AB yaptırım kararı almıştı! Çin'den misilleme geldi
Çin Dışişleri Bakanlığı, Avrupa Birliği’nin (AB), Sincan Uygur Özerk Bölgesi'ndeki Uygur Türklerine baskı uygulandığı gerekçesiyle Çinli yetkililere yaptırım kararına misilleme olarak, AB’den 10 kişi ile 4 kurum ve kuruluşa yaptırım uygulanacağını açıkladı.
Bakanlıktan yapılan yazılı açıklamada, ismi açıklanmayan bir sözcü, AB'nin yaptırım kararının gerçekleri görmezden geldiğini savunarak bunun Çin'in iç işlerine müdahale olduğunu belirtti.
Sözcü, "Çin, bu duruma kararlılıkla karşı çıkıyor ve bunu güçlü şekilde kınıyor." ifadesini kullandı.
Çin’in, ulusal egemenlik, güvenlik ve kalkınmaya yönelik çıkarlarını kararlılıkla koruyacağını belirten sözcü, "Çin’in egemenliğine zarar veren ve yalan bilgiler yayan 10 kişi ile 4 kurum ve kuruluşa yaptırım uygulama kararı aldıklarını" duyurdu.
Sözcü, yaptırım kapsamındaki kişilerin Avrupa Parlamentosundan Reinhard Butikofer, Michael Gahler, Raphael Glucksmann, Ilhan Kyuchyuk ve Miriam Lexmann, Hollanda Parlamentosundan Sjoerd Wiemer Sjoerdsma, Belçika Parlamentosundan Samuel Cogolati, Litvanya Parlamentosundan Dovile Sakaliene, Alman uzman Adrian Zenz ile İsveçli uzman Björn Jerden olduğunu, kurum ve kuruluşların ise AB Konseyi Güvenlik ve Siyasi Komitesi, Avrupa Parlamentosu İnsan Hakları Alt Komitesi, Almanya’daki Mercator Çin Çalışmaları Enstitüsü ve Danimarka Demokrasiler İttifakı Vakfı olduğunu ifade etti.
Sözcü, söz konusu kişilerin ve ailelerinin Çin ana karası ile Çin’in Hong Kong ve Makau özel idari bölgelerine girişlerinin yasaklandığını, bu kişilerle ilgili kurum ve kuruluşların Çin ile iş yapmasının da sınırlandırıldığını kaydetti.
AB’den gün içinde yapılan açıklamada, Çin’in, Sincan Uygur Özerk Bölgesi’nde insan hakları ihlalleri yaptığı gerekçesiyle 4 Çinli yetkiliye yaptırım uygulandığı duyurulmuştu.
- Sincan Uygur Özerk Bölgesi'ndeki tartışmalı kamplar
Çin'de son yıllarda Uygur Türklerinin kimlik ve kültürlerine yönelik ihlaller uluslararası kamuoyu tarafından eleştiriliyor.
Pekin'in "mesleki eğitim merkezleri" olarak adlandırdığı, uluslararası kamuoyunun ise "yeniden eğitim kampları" diye tanımladığı yerlerde, Birleşmiş Milletler (BM) verilerine göre en az 1 milyon Uygur Türkü kendi rızası dışında tutuluyor.
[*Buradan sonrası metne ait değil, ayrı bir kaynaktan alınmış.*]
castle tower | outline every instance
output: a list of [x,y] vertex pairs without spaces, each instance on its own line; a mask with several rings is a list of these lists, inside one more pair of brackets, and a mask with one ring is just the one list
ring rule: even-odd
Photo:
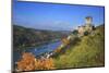
[[85,17],[85,24],[92,24],[93,17],[92,16],[86,16]]
[[93,17],[92,16],[85,17],[85,31],[87,31],[87,32],[93,31]]

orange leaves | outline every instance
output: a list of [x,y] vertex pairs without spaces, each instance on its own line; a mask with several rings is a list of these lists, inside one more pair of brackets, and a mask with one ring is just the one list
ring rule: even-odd
[[29,52],[24,52],[22,59],[17,62],[19,71],[51,70],[51,69],[55,69],[53,60],[51,58],[36,59]]

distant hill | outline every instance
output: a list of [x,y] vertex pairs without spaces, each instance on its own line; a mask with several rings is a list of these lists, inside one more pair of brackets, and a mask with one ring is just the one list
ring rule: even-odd
[[70,32],[65,31],[43,31],[13,25],[14,50],[20,50],[20,48],[23,47],[34,47],[49,41],[60,40],[69,34]]

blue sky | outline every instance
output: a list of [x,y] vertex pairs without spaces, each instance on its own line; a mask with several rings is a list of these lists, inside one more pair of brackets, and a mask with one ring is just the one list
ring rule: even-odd
[[13,2],[13,24],[36,29],[72,31],[93,16],[96,26],[104,23],[104,7]]

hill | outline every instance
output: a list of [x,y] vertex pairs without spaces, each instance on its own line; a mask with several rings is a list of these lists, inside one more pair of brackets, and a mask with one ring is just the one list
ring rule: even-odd
[[[53,59],[57,69],[105,65],[105,27],[97,26],[92,35],[71,42],[64,53]],[[63,51],[64,49],[62,49]],[[61,52],[62,52],[61,51]]]

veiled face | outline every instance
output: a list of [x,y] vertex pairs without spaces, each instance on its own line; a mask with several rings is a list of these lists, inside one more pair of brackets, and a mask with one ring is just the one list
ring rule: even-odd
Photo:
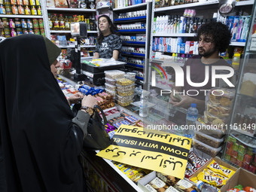
[[210,56],[216,51],[216,47],[210,36],[202,35],[198,42],[198,54],[202,56]]
[[53,73],[55,78],[57,77],[57,71],[58,67],[59,67],[59,62],[56,59],[51,65],[50,65],[50,72]]

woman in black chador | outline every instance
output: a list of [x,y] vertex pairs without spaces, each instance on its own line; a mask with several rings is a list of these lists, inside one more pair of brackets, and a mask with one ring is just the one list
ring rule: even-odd
[[[41,35],[0,44],[0,142],[8,191],[83,191],[78,155],[90,114],[82,109],[73,117],[50,70],[59,53]],[[92,96],[82,100],[83,106],[95,104]]]

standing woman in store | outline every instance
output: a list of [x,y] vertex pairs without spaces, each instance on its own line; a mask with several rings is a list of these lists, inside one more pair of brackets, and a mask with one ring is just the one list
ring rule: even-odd
[[[0,44],[0,132],[8,191],[84,191],[78,157],[90,114],[81,109],[74,117],[54,78],[60,52],[36,35]],[[96,101],[84,96],[81,103],[92,108]]]
[[118,60],[122,47],[122,40],[116,34],[117,30],[109,17],[102,15],[98,18],[99,35],[96,46],[93,59],[106,58]]

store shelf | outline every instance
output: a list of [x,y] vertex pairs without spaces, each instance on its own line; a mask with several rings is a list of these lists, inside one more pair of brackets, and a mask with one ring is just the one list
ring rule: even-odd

Pekin yönetimi, Sincan Uygur Özerk Bölgesi'nde kaç kamp bulunduğuna, buralarda kaç kişinin olduğuna ve söz konusu kişilerden ne kadarının sosyal hayata döndüğüne ilişkin bilgi vermiyor.
BM ve diğer uluslararası örgütler, kampların incelemeye açılması çağrılarını yinelerken, Çin, şu ana kadar kendi belirlediği birkaç kampın az sayıda yabancı diplomat ve basın mensubu tarafından kısmen görülmesine izin verdi.
Çin makamları zorla çalıştırma iddialarını reddederken, BM yetkililerinin doğrudan bilgi almak amacıyla bölgede serbestçe inceleme yapma talebini ise geri çeviriyor.